Clusters are groups of independent machines that cooperate to look like one larger system. The goals fall into a small set of categories: surviving failures, finishing one big computation faster, spreading user requests across many servers, pooling storage, and pooling compute for a scheduler to assign. Modern production clusters combine several of these goals on the same hardware. Three eras of cluster design are worth recognizing: HPC clusters built from commodity machines (Beowulf), web-era fleets that prioritized availability at scale, and AI training clusters that look more like supercomputers because of the synchronous, all-to-all nature of model training.
The commodity hardware bet
Google’s design philosophy, described in the 2003 Web Search for a Planet paper by Barroso, Dean, and Hölzle, set the direction for modern data centers: build clusters from large numbers of ordinary PCs rather than a few expensive servers.

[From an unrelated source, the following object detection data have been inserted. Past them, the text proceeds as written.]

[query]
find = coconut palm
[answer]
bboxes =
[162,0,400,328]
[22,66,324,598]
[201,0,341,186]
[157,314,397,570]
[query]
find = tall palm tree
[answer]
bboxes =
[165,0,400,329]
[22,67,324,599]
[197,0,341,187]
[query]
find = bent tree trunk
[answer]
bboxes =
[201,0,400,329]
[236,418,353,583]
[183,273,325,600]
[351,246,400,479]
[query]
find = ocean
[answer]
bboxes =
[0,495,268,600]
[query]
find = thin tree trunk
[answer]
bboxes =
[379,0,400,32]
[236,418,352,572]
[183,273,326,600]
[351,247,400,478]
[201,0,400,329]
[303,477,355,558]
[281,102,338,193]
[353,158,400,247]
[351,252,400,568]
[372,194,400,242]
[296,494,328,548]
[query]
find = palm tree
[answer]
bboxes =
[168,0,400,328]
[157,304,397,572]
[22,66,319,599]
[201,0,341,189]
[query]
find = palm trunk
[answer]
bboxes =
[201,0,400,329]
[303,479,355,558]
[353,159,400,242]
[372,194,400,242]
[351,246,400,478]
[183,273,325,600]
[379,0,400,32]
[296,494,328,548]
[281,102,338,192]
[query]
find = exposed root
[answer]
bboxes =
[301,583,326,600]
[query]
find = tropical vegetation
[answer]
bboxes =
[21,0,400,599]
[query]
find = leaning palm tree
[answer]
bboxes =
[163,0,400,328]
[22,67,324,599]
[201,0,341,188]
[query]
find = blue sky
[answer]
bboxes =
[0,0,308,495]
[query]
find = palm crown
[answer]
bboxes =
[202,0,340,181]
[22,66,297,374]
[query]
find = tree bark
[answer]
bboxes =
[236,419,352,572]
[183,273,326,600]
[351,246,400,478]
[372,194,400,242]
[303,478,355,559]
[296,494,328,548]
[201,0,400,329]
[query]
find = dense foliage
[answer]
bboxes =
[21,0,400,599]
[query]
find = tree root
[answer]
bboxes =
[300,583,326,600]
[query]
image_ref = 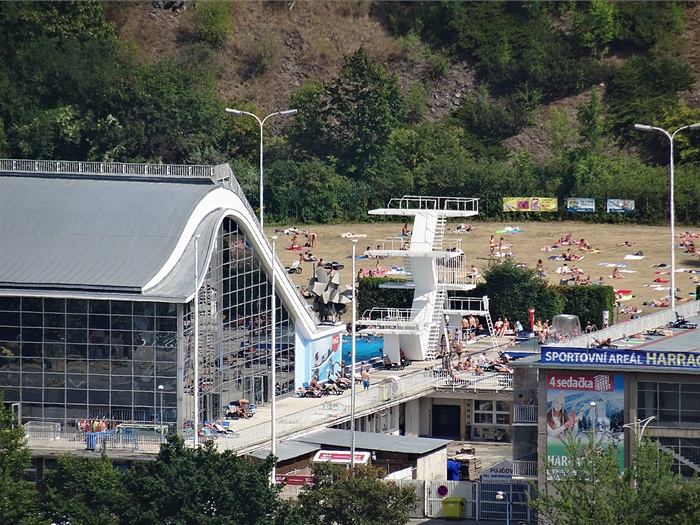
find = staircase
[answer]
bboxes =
[425,287,447,361]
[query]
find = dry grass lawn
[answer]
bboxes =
[267,222,700,322]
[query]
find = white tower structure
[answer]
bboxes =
[360,196,495,362]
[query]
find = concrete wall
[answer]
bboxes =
[416,448,447,480]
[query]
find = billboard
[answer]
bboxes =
[503,197,557,212]
[566,197,595,213]
[607,199,634,214]
[294,332,343,388]
[545,372,625,469]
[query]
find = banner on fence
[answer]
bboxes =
[566,197,595,213]
[503,197,557,212]
[608,199,634,213]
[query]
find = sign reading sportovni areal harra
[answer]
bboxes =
[540,348,700,369]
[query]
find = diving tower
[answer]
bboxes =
[359,196,496,362]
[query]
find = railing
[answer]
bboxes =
[436,371,513,392]
[0,159,215,178]
[447,297,489,312]
[386,195,479,213]
[547,301,698,348]
[513,405,537,425]
[218,371,436,451]
[26,430,163,453]
[513,460,538,479]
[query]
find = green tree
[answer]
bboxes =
[0,391,39,525]
[43,455,129,525]
[122,437,279,525]
[530,435,700,525]
[298,463,416,525]
[472,260,564,321]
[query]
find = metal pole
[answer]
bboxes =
[226,108,297,230]
[350,239,357,468]
[158,385,165,442]
[634,122,700,312]
[192,235,199,449]
[270,234,277,485]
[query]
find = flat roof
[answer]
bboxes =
[295,428,451,456]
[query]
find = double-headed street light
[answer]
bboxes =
[634,122,700,312]
[226,108,297,230]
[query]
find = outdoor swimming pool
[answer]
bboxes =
[343,335,384,363]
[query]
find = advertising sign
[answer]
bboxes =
[545,372,624,469]
[503,197,557,212]
[295,332,343,388]
[541,347,700,369]
[566,198,595,213]
[608,199,634,214]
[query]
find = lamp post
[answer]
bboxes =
[350,239,357,468]
[634,122,700,312]
[270,234,277,485]
[496,490,510,525]
[226,108,297,230]
[158,385,165,442]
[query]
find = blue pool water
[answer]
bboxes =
[343,336,384,363]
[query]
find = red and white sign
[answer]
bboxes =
[314,450,371,465]
[275,474,314,485]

The figures of merit are performance per dollar and performance per watt, not single-machine peak performance. The consequence is that hardware failure is normal at scale, so software is designed to detect and mask it rather than relying on enterprise-grade components to keep machines alive.
Cluster types
Five kinds of clusters appear repeatedly. Know what each one is for.
A high availability (HA) cluster masks machine failures from clients using a primary and one or more standby nodes with shared or replicated state. A high performance computing (HPC) cluster makes a single large computation finish faster by running tightly coupled tasks across many nodes connected by a fast interconnect. A load-balancing cluster fronts a fleet of identical servers with a dispatcher that spreads requests. A storage cluster pools disks across many machines into a single namespace, replicating or erasure-coding data so failures do not lose it. A scheduling (or batch) cluster pools the entire fleet’s CPU, memory, disk, and network and accepts work submissions that the scheduler assigns to machines.
Single system image
A cluster aims to present a single system image: one logical resource even though many physical machines are involved. Submitting a job to Kubernetes, opening https://example.com, and listing files in a distributed storage namespace are all examples. The illusion is maintained by software that hides which machine is doing the work.
Cluster networking
Two facts about cluster networks dominate the design.
Servers are organized in racks of around forty machines. Each rack has a top-of-rack (ToR) switch that connects every server in the rack and uplinks to the rest of the data center. Above the ToR switches sits a spine layer, with every ToR (acting as a leaf) connected to every spine switch. This is called a spine-leaf or Clos topology. Any two servers in different racks are exactly two hops apart, and every spine offers an equally good path, so the network can spread flows evenly and avoid hot spots.
The relevant capacity metric is bisection bandwidth: the bandwidth available across an imaginary cut that splits the cluster in half. A spine-leaf design scales bisection bandwidth by adding spines, without changing the leaves.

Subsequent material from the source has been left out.